A faculty member at George Washington University in Washington, D.C., with an anti-Israel history has been named interim dean of the university’s Elliott School of International Affairs.
Ilana Feldman, vice dean of the Elliott School and professor of anthropology, history and international affairs, will serve as the school’s interim dean while a search is underway for a permanent successor to veteran U.S. diplomat Reuben Brigety II, who was named earlier this year as vice chancellor and president of Sewanee: The University of the South in Tennessee, announced GW provost Brian Blake on Monday.
“Dr. Feldman brings to the interim dean role more than a decade of teaching and administrative experience at GW, most recently as vice dean at Elliott,” said Blake in a university statement. “As an expert in her field with close working relationships with faculty, students and staff, she is an excellent choice to serve in this role. We are excited and pleased that she will lead Elliott during this challenging time.”
Feldman, however, has a record of delegitimizing the Jewish state as an activist in the anti-Israel BDS movement with some of her academic work glossing over Palestinian terrorism.
In 2014, she signed a letter condemning Israel’s defensive actions in Gaza in response to Hamas launching rocket attacks from there into Israel, calling it “the wholesale slaughter of a civilian population.”
She is a member of the American Anthropological Association (AAA) and was part of a group that in 2016 unsuccessfully called for an AAA boycott of Israeli academic institutions.

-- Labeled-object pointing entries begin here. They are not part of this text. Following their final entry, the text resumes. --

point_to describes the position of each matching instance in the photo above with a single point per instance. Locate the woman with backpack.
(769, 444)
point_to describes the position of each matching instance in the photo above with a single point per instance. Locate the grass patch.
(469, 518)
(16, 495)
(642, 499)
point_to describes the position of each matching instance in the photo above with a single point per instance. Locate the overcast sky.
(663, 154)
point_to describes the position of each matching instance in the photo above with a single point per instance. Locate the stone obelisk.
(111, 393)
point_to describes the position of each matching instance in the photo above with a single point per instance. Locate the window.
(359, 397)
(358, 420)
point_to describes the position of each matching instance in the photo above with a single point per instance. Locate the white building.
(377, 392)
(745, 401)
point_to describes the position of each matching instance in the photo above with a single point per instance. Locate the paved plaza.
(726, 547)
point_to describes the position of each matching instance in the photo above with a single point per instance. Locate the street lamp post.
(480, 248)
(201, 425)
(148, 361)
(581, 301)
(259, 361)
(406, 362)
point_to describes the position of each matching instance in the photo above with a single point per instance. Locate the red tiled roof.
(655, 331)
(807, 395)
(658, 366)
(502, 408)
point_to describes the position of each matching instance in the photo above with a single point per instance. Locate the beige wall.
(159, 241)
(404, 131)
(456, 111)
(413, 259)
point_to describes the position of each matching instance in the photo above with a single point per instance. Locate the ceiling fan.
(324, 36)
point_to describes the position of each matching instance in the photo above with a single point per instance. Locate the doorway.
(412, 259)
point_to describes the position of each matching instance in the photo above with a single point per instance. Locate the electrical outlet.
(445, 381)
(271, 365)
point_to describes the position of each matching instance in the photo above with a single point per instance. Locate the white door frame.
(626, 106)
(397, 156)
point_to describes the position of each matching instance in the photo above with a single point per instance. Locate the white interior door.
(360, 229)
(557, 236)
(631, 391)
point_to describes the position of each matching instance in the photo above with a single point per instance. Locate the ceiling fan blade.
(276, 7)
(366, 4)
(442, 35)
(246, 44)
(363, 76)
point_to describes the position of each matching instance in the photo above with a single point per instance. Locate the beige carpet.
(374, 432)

In a March 2016 webinar, Feldman said, “Questions about ‘why boycott Israel and not North Korea or China?’ seem to entirely miss the point that boycott is a political act and not just a statement of position. In voting for boycott, we have the opportunity to join a movement that is already strong and getting stronger.”
In a statement posted on Facebook, the student organization GW for Israel objected to Feldman’s appointment “to the highest degree.”
The group said that “as a fervent supporter” of BDS, Feldman “isolates Israeli students in the ESIA as well as the hundreds of students who support a Jewish State of Israel. GW for Israel supports a two-state solution where both Israelis and Palestinians can live in prosperity alongside each other.”
“The BDS movement does not support a two-state solution, seeks to exclude Israel and the Israeli people from the academic, economic and cultural life from the rest of the world, and undermines direct peace negotiations between the two parties.”
While GW for Israel acknowledged “the importance of having an array of viewpoints and opinions within the faculty and administration at GW in order to provide students with the most well-rounded, educated frames of reference,” the group expressed that “the outwardly anti-Israel sentiment Professor Feldman has repeatedly demonstrated will prevent from doing so while simultaneously targeting Israeli and Jewish students who have already faced harsh discrimination and hatred.”